A closer examination of the project reveals a wonderful experiment in democracy and co-operative decision-making, made possible by the internet. Football at the top end, of course, like everything else, has been sucked into the orbit of big business and the exceedingly rich dilettantes, oligarchs and billionaires who control it. It has been turned into a capitalist industry with the primary purpose of making money and satisfying the egos of the owners. Many fans have been excluded by soaring ticket prices from even watching their teams.

It couldn’t be more different at Ebbsfleet United (formerly Gravesend and Northfleet FC), in North Kent. Proposals from the new owners are not only designed to give the fans a voice and a share of the club, both on and off the pitch, but also to stop any possible takeover or abuse by one or more individual interests. It is open to all to pay the £35 (less than the cost of a ticket to watch many premiership matches) and become a voting member, including those living overseas (which will help the club’s scouting network, says the site), but nobody is allowed to buy more than a single share. “All profits generated by the club will be re-invested in the club, meaning members will not be paid a dividend or share of these profits… There will be no shareholders who take money out of the club.”

How will the team be picked? “The head coach will brief members online. This will include a review of the previous match, reports from the training ground and views on the forthcoming opposition. He will also give his thoughts on players, their form and fitness, as well as possible selections and tactics. Members will then submit their preferred 11, formation and tactics. A database will calculate the most popular choice. This will be handed to the Head Coach to instigate.” The manager (to be re-named head coach), the players, the full-time employees and everyone involved are all supporting the takeover of Ebbsfleet United, currently 9th in the Blue Square Premier League and only one promotion away from getting into the Football League proper.

The plan is unheard of in football; in fact it is rare outside the game. Several clubs have been formed by supporters trusts, but none of them have this level of input and control by members. Wimbledon AFC in 2002 and FC United of Manchester in 2005 were both set up as not-for-profit trusts by fans infuriated at decisions taken, with money and profit in mind, by the directors of Wimbledon and Manchester United.
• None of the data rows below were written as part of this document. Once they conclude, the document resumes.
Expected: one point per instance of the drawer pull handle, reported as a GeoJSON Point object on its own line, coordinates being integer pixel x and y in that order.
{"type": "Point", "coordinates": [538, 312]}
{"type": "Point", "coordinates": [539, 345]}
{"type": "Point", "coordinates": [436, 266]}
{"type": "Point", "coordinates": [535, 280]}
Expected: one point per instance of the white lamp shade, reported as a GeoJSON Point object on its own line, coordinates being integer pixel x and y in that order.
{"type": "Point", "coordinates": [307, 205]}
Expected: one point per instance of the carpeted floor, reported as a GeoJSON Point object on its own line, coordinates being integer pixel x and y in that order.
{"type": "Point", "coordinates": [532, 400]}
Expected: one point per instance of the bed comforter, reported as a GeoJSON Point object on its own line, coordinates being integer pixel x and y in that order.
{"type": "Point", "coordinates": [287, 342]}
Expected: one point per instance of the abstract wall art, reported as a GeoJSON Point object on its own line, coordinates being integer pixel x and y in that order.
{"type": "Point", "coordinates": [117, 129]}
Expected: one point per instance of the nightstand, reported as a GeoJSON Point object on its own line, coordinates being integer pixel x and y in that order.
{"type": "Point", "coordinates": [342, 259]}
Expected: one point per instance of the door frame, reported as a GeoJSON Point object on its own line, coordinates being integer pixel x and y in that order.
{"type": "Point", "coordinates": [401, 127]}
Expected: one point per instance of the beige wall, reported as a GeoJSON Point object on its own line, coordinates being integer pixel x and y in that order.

Both these new teams are doing well and regularly get gates of between 2,000-3,000 at home matches, far larger than any of the other teams in their league. Soon after the takeover of Manchester United by the Glazers, one of the fans of the new club, FC United, Martin Howe, said: “The excitement is back in my football life. The banter with the fans, the quality of the football, the pricing and , best of all, the feeling of being part of something that is not funding unscrupulous men in suits, but is ours, it belongs to all of us”.

Developments like these at Wimbledon and Manchester, and now at Ebbsfleet arise from a powerful hostility to the commercialism rampant not just in football , but in all sport. And they point the way to new forms of ownership and co-operative working in the wider world beyond sport.